Ketamine, a schedule III drug, is often used recreationally for its hallucinogenic effects. Its approved purpose, however, is as an anesthetic in medical settings for animals and humans. Recently, it has also been approved by the FDA to treat major depressive disorder in patients who are resistant to other treatments.
Published in Nature, a Dec. 2020 study conducted by three Canadian universities found that the presence of a group of proteins called 4E-BPs, which are found in the brain and play a role in memory formation, enable ketamine to produce its antidepressant effect. This knowledge could be crucial in the search for alternative treatments for depression.
More than 30 per cent of patients with depression are resistant to selective serotonin reuptake inhibitors, more commonly known as SSRIs, which are the most frequently prescribed class of antidepressants. In these cases, alternative treatments for major depressive disorder are needed.
In the study, researchers removed 4E-BP proteins from specific brain cells in mice treated with ketamine and observed that protein synthesis was inhibited. Within the cells of the prefrontal cortex and hippocampus, these proteins typically regulate ketamine’s metabolites to produce an antidepressant effect. In addition, they are essential for several biological processes, including memory formation.
The elimination of 4E-BPs blocked the antidepressant effects of ketamine in both inhibitory as well as excitatory neurons. When researchers evaluated the depressive behaviour of mice with a commonly used forced swim test, they found that mice that were bred without 4E-BPs did not show improvements, suggesting the persistence of depressive behaviour. However, mice with active versions of 4E-BPs performed significantly better in these behavioural tests when treated with ketamine.

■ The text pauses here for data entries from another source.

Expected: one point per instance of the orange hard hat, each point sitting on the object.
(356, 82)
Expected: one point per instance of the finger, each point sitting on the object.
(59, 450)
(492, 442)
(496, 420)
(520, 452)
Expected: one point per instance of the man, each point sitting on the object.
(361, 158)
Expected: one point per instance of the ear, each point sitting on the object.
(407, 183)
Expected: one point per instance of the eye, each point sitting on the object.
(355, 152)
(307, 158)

Gabriella Gobbi, a professor in the Department of Psychiatry at McGill, says that ketamine-based drugs are a last resort for patients who are resistant to common treatments.
“The first line for people suffering from depression is the SSRIs or other class of antidepressants [such as] SNRI [and] alpha-2 antagonists,” Gobbi wrote in an email to The McGill Tribune. “If the patient does not respond, there is the second line, by potentiating with antipsychotics [like] quetiapine [and] aripiprazole. Finally, the third line, in case of non-response, is ketamine or TMS.”

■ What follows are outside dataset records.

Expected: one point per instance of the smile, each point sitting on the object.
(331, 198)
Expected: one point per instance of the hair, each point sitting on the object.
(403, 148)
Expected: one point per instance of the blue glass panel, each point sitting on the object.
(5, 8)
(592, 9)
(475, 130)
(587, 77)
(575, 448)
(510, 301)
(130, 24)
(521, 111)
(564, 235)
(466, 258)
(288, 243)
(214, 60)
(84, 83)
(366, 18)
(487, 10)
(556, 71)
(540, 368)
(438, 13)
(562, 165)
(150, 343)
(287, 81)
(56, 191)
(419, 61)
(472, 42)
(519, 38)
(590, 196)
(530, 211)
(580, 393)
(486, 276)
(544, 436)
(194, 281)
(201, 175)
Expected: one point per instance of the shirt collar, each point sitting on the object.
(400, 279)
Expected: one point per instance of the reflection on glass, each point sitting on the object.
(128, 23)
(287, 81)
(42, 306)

The use of ketamine as a treatment is somewhat controversial, mainly due to its addictive properties. However, this risk can be mitigated when supervised by health professionals. Additional clinical studies are needed to provide more information on appropriate dosages.
“In a medical setting, ketamine is used at very low doses and in a limited number of infusions […], thus the risk of addiction is minimal,” Gobbi said. “But of course, in the black market, the addiction to ketamine is an important health problem.”

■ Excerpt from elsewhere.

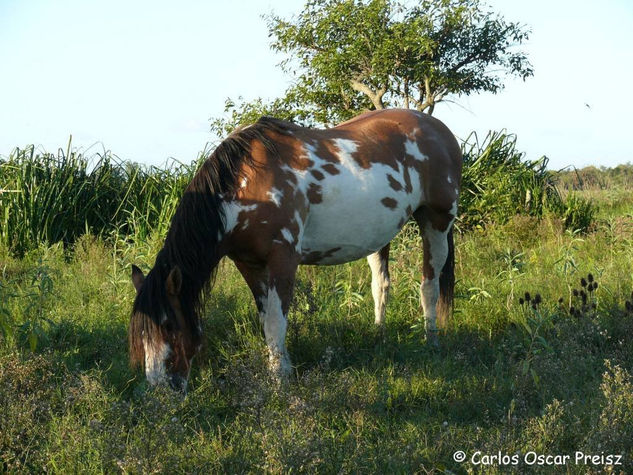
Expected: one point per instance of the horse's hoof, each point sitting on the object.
(432, 339)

Even at low doses, ketamine may not be an accessible treatment to all patients who can potentially benefit from it. According to Gobbi, the treatment must be administered under very specific conditions in specialized clinics at a hospital. Gobbi also pointed out that the price of the treatment is very high and not covered by the Régie de l’assurance maladie du Québec (RAMQ).
A personalized approach to medicine is especially important in psychiatry for several reasons. Major depression is an umbrella term that includes many subtypes of depression like bipolar, unipolar, and depression caused by medical diseases.
“This [classification] requires a very meticulous evaluation, assessment and, of course, personalized treatment, including not only antidepressants but also psychotherapy and psychoeducation,” Gobbi said.
The study’s insights into the molecular mechanisms of ketamine, such that 4E-BP proteins play a major role in its antidepressant effects, is crucial for designing new alternative depression treatments.
“Today, the studies of molecular biology, physiology, and pharmacology are helping us to better understand mental diseases and their treatment,” Gobbi said.